标签： python tensorflow machine-learning keras deep-learning

【解决方案1】：

您的处理方式几乎没有问题 -

您针对深度学习问题的设置存在缺陷。您想使用前一个元素的信息来推断下一个元素的标签。但是对于推理（和训练），您只传递当前元素。如果明天我部署这个模型，想象一下会发生什么。我将为您提供的唯一信息，比如“15”，如果它比前一个元素大，那么它不存在。您的模型将如何响应？
其次，为什么您的输出层预测的是 17 维向量？目标不应该是预测 0 或 1（概率）吗？在这种情况下，您的输出应该是具有 sigmoid 激活的单个元素。请参阅此图作为您未来神经网络设置的指南。

第三，您没有使用任何激活函数，这是使用神经网络（非线性）的核心原因。如果没有激活函数，您只是在构建标准回归模型。这是一个基本证明 -

#2 layer neural network without activation
h = W1.X+B1
o = W2.h+B2

o = W2.(W1.X+B1)+B2
  = W2.W1.X + (W1.B1+B2)
  = W3.X + B3            #Same as linear regression!

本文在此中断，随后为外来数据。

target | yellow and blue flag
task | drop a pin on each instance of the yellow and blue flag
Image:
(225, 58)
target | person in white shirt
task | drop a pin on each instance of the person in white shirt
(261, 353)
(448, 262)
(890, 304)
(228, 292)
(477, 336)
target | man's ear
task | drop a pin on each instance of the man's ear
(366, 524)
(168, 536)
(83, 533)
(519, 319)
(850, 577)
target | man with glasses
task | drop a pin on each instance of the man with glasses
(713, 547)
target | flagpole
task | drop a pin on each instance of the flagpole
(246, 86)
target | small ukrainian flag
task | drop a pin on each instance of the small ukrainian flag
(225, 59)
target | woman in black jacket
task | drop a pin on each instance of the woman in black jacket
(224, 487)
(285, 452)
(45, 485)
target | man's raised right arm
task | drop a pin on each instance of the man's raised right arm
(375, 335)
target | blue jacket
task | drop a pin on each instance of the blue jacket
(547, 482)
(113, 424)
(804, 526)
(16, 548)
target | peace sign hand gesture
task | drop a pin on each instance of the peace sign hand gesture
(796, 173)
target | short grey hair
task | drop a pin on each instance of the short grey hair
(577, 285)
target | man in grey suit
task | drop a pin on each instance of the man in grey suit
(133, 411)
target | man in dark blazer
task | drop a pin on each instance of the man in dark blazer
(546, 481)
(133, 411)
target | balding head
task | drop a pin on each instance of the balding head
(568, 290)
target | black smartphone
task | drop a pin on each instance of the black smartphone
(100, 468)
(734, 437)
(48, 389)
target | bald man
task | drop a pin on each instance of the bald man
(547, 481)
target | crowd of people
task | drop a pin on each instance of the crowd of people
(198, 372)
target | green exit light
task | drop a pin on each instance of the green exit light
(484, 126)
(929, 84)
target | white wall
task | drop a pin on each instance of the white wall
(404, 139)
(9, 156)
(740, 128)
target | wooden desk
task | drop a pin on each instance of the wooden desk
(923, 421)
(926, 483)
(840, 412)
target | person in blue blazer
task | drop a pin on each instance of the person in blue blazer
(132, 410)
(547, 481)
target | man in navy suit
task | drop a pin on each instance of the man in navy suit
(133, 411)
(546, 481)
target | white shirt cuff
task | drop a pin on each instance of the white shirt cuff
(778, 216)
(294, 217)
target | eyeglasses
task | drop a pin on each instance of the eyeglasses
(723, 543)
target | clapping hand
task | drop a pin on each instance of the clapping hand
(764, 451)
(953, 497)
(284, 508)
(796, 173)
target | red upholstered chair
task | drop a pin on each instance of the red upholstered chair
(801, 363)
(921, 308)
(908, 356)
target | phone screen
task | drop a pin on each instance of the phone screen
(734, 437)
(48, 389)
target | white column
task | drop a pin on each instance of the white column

#2 layer neural network with activations.
h = activation(W1.X+B1)
o = activation(W2.h+B2)

我建议从神经网络的基础开始，首先构建最佳实践，然后再着手提出自己的问题陈述。 Keras 作者Fchollet 有一些优秀的starter notebooks 供您探索。

根据您的情况，尝试这些修改 -

import tensorflow as tf
from tensorflow import keras
from keras.models import Sequential
from keras.layers import Dense


#Modify input shape and output shape + add activations
model = tf.keras.Sequential([tf.keras.layers.Dense(units=1, input_shape=(2,))])       #<------
model.add(tf.keras.layers.Dense(17, activation='relu'))     #<------
model.add(tf.keras.layers.Dense(1, activation='sigmoid'))    #<------
model.compile(optimizer='sgd', loss='BinaryCrossentropy', metrics=['binary_accuracy'])

#create 2 features, 1st is previous element 2nd is current element
b = [1,6,8,3,5,8,90,5,432,3,5,6,8,8,4,234,0]
b = np.array([i for i in zip(b,b[1:])])         #<---- (16,2)

#Start from first paid of elements
a = np.array([0,1,1,0,1,1,1,0,1,0,1,1,1,0,0,1,0])[1:] #<---- (16,)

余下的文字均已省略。